Europe: A 2012 report from the Body of European Regulators for Electronic Communications found that violations of Net Neutrality affected at least one in five users in Europe.
Verizon: In 2012, Verizon Wireless blocked people from using tethering (sharing) applications on their phones that let users circumvent Verizon’s $20 tethering fee and turn their smartphones into Wi-Fi hot spots. By blocking those applications, Verizon violated a Net Neutrality pledge it made to the FCC as a condition of the 2008 airwaves auction.
AT&T: In 2012, AT&T announced that it would disable the FaceTime video-calling app on its customers’ iPhones unless they subscribed to a more expensive text-and-voice plan.
A court struck down the FCC’s rules in January 2014, and FCC Chair Tom Wheeler opened a public proceeding for a new order in May of that year. Millions of people urged the FCC to reclassify broadband providers as common carriers, and in February 2015 the agency did just that by voting to regulate high-speed internet service as a utility. Last year the U.S. Court of Appeals for the District of Columbia upheld these net neutrality regulations. Since his appointment in January 2017, FCC Chairman Pai has sought to dismantle the agency’s landmark Net Neutrality rules because cable companies have claimed that they are reliable enough to monitor themselves.
During the court proceedings, Verizon lawyer Helgi Walker freely confessed that the company wanted to prioritize websites and services willing to pay more money and then give them better access. She added that Verizon wants to block online content from companies and individuals not willing to pay enough to her company. Five time she said in court:
“I’m authorized to state from my client today that but for these rules we would be exploring those types of arrangements.”
When Judge Laurence Silberman asked if Verizon should be able to block any website or service that doesn’t pay the company’s proposed tolls, Walker said: “I think we should be able to; in the world I’m positing, you would be able to.”
Last month, the GOP Congress took away online privacy protections by overturning FCC’s Title II net neutrality broadband privacy order. ISPs can now sell personal information about their subscribers.

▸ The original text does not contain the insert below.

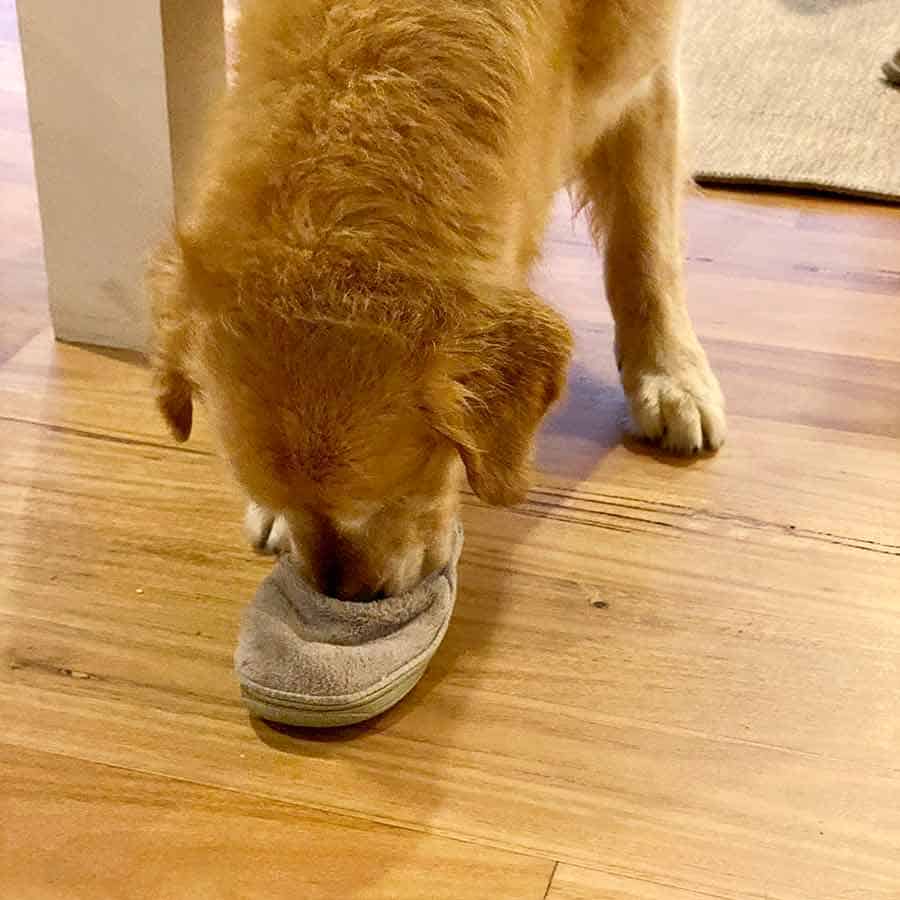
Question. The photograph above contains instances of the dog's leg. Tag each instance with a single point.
(632, 182)
(266, 532)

Major providers are pledging to protect customers’ data, including browsing data, but they haven’t provided any definition of that they supposedly won’t be selling. And Verizon, Comcast, and AT&T plan to deliver ads “based on the websites visited by people who are not personally identified”—which means that they are collecting your browsing data. In a filing to the FCC earlier this year, CTIA, representing the major wireless ISPs, argued that “web browsing and app usage history are not ‘sensitive information'” and that ISPs should be able to share those records by default, unless a customer asks them not to.
To a complaint about the lack of privacy, Rep. Jim Sensenbrenner (R-WI), 73, said, “Nobody’s got to use the internet.” GOP politicians are out of touch with the voters in many ways, especially because staffers do most of their work. Even DDT, known for his prolific tweets, refuses to use email most of the time. Assistants print out online articles for him to read from hardcopy. DDT supposedly wants to roll back net neutrality—most likely because he wants to roll back any progress by President Obama—but most likely he has no idea what net neutrality is.
Naysayers claim that protesting will do no good. Pai is using “jobs” as his excuse to give more money to big ISPs although they invested more money with net neutrality than before it. An open meeting on the topic is scheduled for May 18.